Let me just start by saying, and don’t ask me why, but if a book has a bookshop in it, then I nearly always like it.
Laure realises how much the little things matter in our modern world when her handbag is violently stolen from her at 2am in the morning right outside her building. She has no key to get into her apartment, she has no phone to call her friends, she has no credit card or money to pay for a room in the motel across from her apartment building. Luckily the elderly gentleman at the counter realises that her story is a truthful one and allows her to stay in a room overnight and pay for it the next day. However, when the next day comes and check out time has been and gone the staff send somebody to her room. They find her in bed, in what appears to be a coma, with blood on her pillow from a head wound.

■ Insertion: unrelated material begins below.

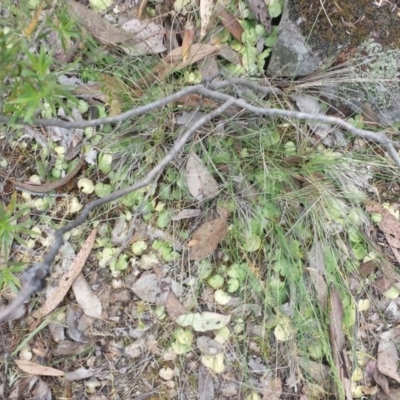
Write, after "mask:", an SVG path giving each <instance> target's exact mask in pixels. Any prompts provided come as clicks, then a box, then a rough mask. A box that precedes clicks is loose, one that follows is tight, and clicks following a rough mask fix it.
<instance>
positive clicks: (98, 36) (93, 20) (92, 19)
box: [68, 1, 134, 45]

Laurent’s biggest problem is that his electric shaver is on the fritz and the water has been turned off for the day, leaving his reflection in the mirror looking quite dishevelled. Laurent is the owner of a bookshop that he bought off an old couple when it was a café. Because there is a flat connected to the shop, Laurent makes sure that he goes for a walk each morning for exercise. This morning he is bewildered to find a stylish mauve leather handbag sitting peacefully atop a garbage bin. Because it is enigmatically sitting atop the bin rather than in it, he can not resist the urge to open it and have a quick peek inside. Realising that it is full, and that it will either end up in the garbage when it’s collected, or more likely be stolen again, he decides to hand it in to the police, whose station is only a brisk walk away. At the station he is told to hand it into Lost and Found so for the moment he keeps it.
That night Laurent ponders on whether to look through the bag or not. While deliberating he realises that he has never been through the contents of a woman’s handbag before. It just seems morally wrong, an unwritten rule, and by opening it he will have crossed a line and become one of the persons with dubious scruples.

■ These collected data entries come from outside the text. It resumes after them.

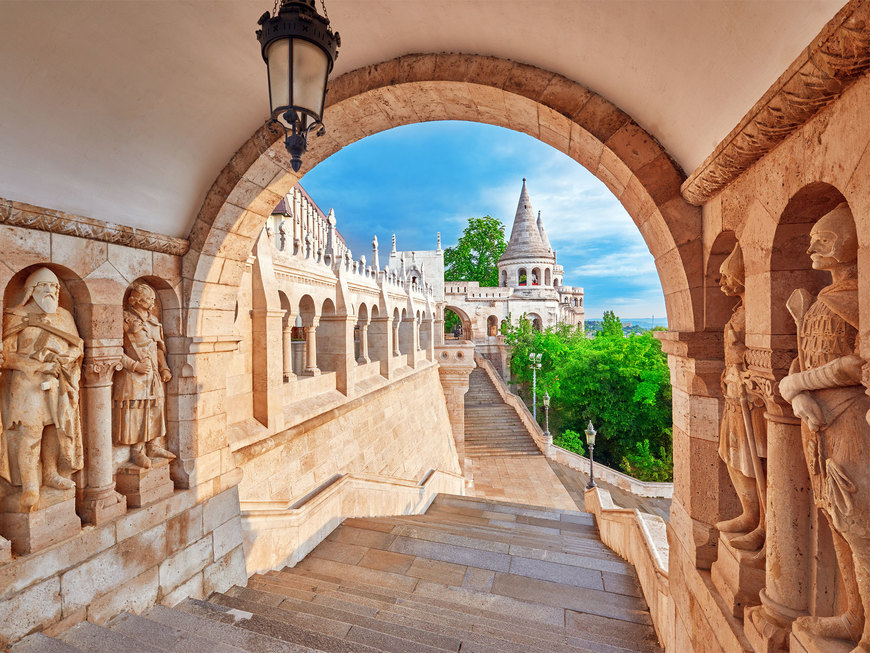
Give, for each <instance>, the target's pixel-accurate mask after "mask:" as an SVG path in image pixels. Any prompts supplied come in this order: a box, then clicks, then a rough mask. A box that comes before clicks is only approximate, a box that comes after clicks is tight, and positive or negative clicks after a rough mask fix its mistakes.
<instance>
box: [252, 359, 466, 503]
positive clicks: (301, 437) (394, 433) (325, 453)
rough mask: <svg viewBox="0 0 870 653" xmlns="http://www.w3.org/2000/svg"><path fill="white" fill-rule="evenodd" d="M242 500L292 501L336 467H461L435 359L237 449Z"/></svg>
mask: <svg viewBox="0 0 870 653" xmlns="http://www.w3.org/2000/svg"><path fill="white" fill-rule="evenodd" d="M235 458H236V461H237V462H238V463H239V466H240V467H241V469H242V471H243V472H244V476H243V477H242V481H241V483H240V485H239V492H240V494H241V497H242V499H243V500H244V501H265V500H268V501H283V502H286V504H287V505H288V506H289V505H290V504H292V503H294V502H295V501H298V500H299V499H300V498H302V497H304V496H305V495H306V494H307V493H308V492H311V491H312V490H314V489H315V488H317V487H318V486H319V485H321V484H322V483H324V482H326V481H328V480H329V479H330V478H332V477H333V476H334V475H336V474H345V473H370V474H378V475H381V476H386V477H392V478H398V479H407V480H412V481H418V480H420V479H421V478H422V477H423V476H424V475H425V474H426V473H427V472H428V471H429V470H430V469H441V470H444V471H450V472H456V473H458V472H459V466H458V462H457V458H456V450H455V447H454V446H453V437H452V432H451V429H450V420H449V418H448V415H447V407H446V404H445V402H444V393H443V392H442V390H441V383H440V381H439V378H438V368H437V366H436V365H433V364H431V363H430V364H428V365H426V366H425V367H423V368H421V369H419V370H413V371H411V370H409V371H407V373H406V374H404V375H403V376H401V378H398V379H396V380H394V381H393V382H392V383H387V382H386V381H382V382H381V383H379V384H378V386H377V387H375V388H372V389H370V390H368V391H366V392H363V393H361V394H359V395H358V396H356V397H354V398H353V399H347V398H345V399H344V400H342V401H340V402H338V403H337V404H336V405H331V406H330V408H329V410H328V411H325V412H321V413H318V414H316V415H313V416H311V417H309V418H307V419H305V420H304V421H302V422H300V423H298V424H295V425H293V426H291V427H290V428H288V429H287V430H285V431H283V432H281V433H279V434H276V435H275V436H272V437H270V438H268V440H266V441H261V442H256V443H252V444H249V445H247V446H245V447H243V448H241V449H238V450H237V451H236V452H235Z"/></svg>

Hours later he is still reading the red notebook that he found in the handbag. Guiltily he finds himself unable to stop, unable to put it down and stop reading. There is a great passage here,
“He had opened a door into the soul of the woman with the mauve bag and even though he felt what he was doing was inappropriate, he couldn’t stop himself from reading on.”
Amongst the belongings in the bag, Laurent finds a book penned by a reclusive legendary author, an author who hadn’t done any signings or interviews for years, personally signed to the owner of the bag. He now at least knows her first name.
Instead of losing interest in what seems a hopeless case, his obsession to find Laure grows and grows. It’s a format that has been done many times before and needs to be exceptionally written for it to rise above the other books of similar ilk. I am delighted to say that this is the case. As it is such a short novel, I don’t want to say any more for fear of spoilers, the narrative is brilliantly crafted, but to explain why would spoil the story. A thoroughly enjoyable read, which is very hard to put down once you start.
Antoine Laurain was born in Paris and is a journalist, antiques collector and the author of five novels. The President’s Hat, a charming fable set in the Mitterrand years, was awarded the Prix Landerneau Découvertes and the Prix Relay in 2012 and is published in English by Gallic. It was a Waterstones Book Club book and ABA Indies Introduce pick in 2013. Antoine was chosen to represent France at European Literature Night 2014.
He is also the author of French Rhapsody, The Portrait, Smoking Kills and Vintage, 1954 is coming out in June 2019!